Nobel Prize in Chemistry: Big Mikrobenkino

How do salmonella body cells inject poison? Thanks to the frosty Kryomikroskopie you can see that. and thus smallest structures of life. That deserves the Nobel Prize.

Nobel Prize in Chemistry: Big Mikrobenkino
Content
  • Page 1 — Big Mikrobenkino
  • Page 2 — what holds molecules toger in innermost
  • Read on a page

    This technique is literally cool – cryo level. With Kryoelektronenmikroskopen, researchers capture atomic details of life – cells, viruses and molecules of individual proteins. Such filigree structures cannot be easily identified under an electron microscope. The radiation y were exposed to would destroy m. But well cooled – shock frosted so to speak – sensitive ramifications are protected and become visible.

    Without Jacques Dubochet, Joachim Frank and Richard Henderson, this would not have been possible. This is exactly why three researchers are receiving Nobel Prize in chemistry this year.

    "A revolutionary technique" is Kryoelektronenmikroskopie, says Thomas Marlovits. He leads Institute of Structural and System biology at university Eppendorf in Hamburg and works himself with such microscopes. The fact that re was now a Nobel Prize for this is particularly pleasing to him. "In Stockholm at press conference, Nobel jury even showed our images of needle complexes of salmonella attacking cells," says Marlovits. He's investigating pathogens. Only since re are such microscopes can his working group see what y do at molecular level exactly.

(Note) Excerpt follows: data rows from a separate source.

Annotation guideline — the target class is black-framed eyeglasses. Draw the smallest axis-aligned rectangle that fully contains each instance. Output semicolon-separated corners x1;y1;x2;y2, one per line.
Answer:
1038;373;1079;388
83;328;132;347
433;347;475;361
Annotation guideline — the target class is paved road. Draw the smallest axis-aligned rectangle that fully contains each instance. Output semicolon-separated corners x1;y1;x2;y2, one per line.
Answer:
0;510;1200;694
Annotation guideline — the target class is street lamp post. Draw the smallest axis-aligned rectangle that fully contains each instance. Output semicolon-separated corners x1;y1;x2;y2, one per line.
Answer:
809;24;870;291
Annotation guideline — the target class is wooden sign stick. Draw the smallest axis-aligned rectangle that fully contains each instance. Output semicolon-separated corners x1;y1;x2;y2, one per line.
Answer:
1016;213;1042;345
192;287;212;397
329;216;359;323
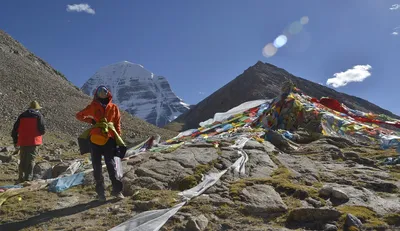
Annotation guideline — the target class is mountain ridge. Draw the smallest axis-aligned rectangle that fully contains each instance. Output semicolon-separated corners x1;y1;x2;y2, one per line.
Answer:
170;61;400;131
81;61;189;127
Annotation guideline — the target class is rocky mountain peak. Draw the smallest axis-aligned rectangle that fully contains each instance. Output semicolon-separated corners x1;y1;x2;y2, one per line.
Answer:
82;61;189;127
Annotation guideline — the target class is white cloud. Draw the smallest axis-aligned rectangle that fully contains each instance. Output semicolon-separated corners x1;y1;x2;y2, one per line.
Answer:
389;4;400;10
326;64;372;88
67;3;96;14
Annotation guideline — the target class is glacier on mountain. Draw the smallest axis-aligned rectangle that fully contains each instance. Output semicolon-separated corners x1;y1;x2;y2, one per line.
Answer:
81;61;190;127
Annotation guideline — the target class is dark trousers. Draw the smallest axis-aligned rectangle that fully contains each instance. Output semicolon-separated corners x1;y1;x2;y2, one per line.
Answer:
90;139;122;195
18;146;38;182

    © Moritz Küstner Dagny Lüdemann Head of department group knowledge and digital at time online to author page

    The foundations for this are from fresh Nobel laureates. The German-American biophysicist Joachim Frank first created three-dimensional recordings under an electron microscope. Between 1975 and 1986, with a specially sophisticated image processing method, he added up to n common 2-D shots to new images. In 1980s, his colleague, Swiss Jacques Dubochet, developed a method that made it possible to freeze samples from living material without destroying m. The Scottish biologist Richard Henderson finally created 1990 first 3-D image of a single protein.

    Gently shoot with electrons

    But how exactly does Kryomikroskopie, which has become a common practice since its last major development in year 2013? At minus 180 degrees Celsius or less, objects you want to observe are cooled down extremely quickly. "We can look at different states of a molecule – and do not need dyes anymore", explains Marlovits. When researchers used to determine structures of molecules of a salmonella or a piece of DNA, y first had to crystallize it. Because only n was it stable and literally hardened against aggressive rays.

    The final technical hurdle was overcome in 2013, when a new type of electron detector came into use. Pic.twitter.com/Ue9c0R6v7y

    — The Nobel Prize (@NobelPrize) October 4, 2017

    A complicated procedure in which you had to treat a lot of molecules with all kinds of salts and solutions, until desired crystals formed due to some of m – by chance. This could n be irradiated with X-rays and a picture calculated from data. The preserved images show molecules only in a certain state. A little bit as if you wanted to understand tactics in a football game and would only have a pile of snapshots. On each of same picture: How a foot hits a ball.

    In blast of microscopy, however, different moments can be frozen. To stay in picture, you would see a running striker, a goalkeeper or a blocking defensive player after ball. Back in molecular biology, this means: If you look at DNA or or molecules using this method, you will find snapshots of how, for example, a section of genetic is being copied, anor snapshot of how proteins Cut out a little bit and so on.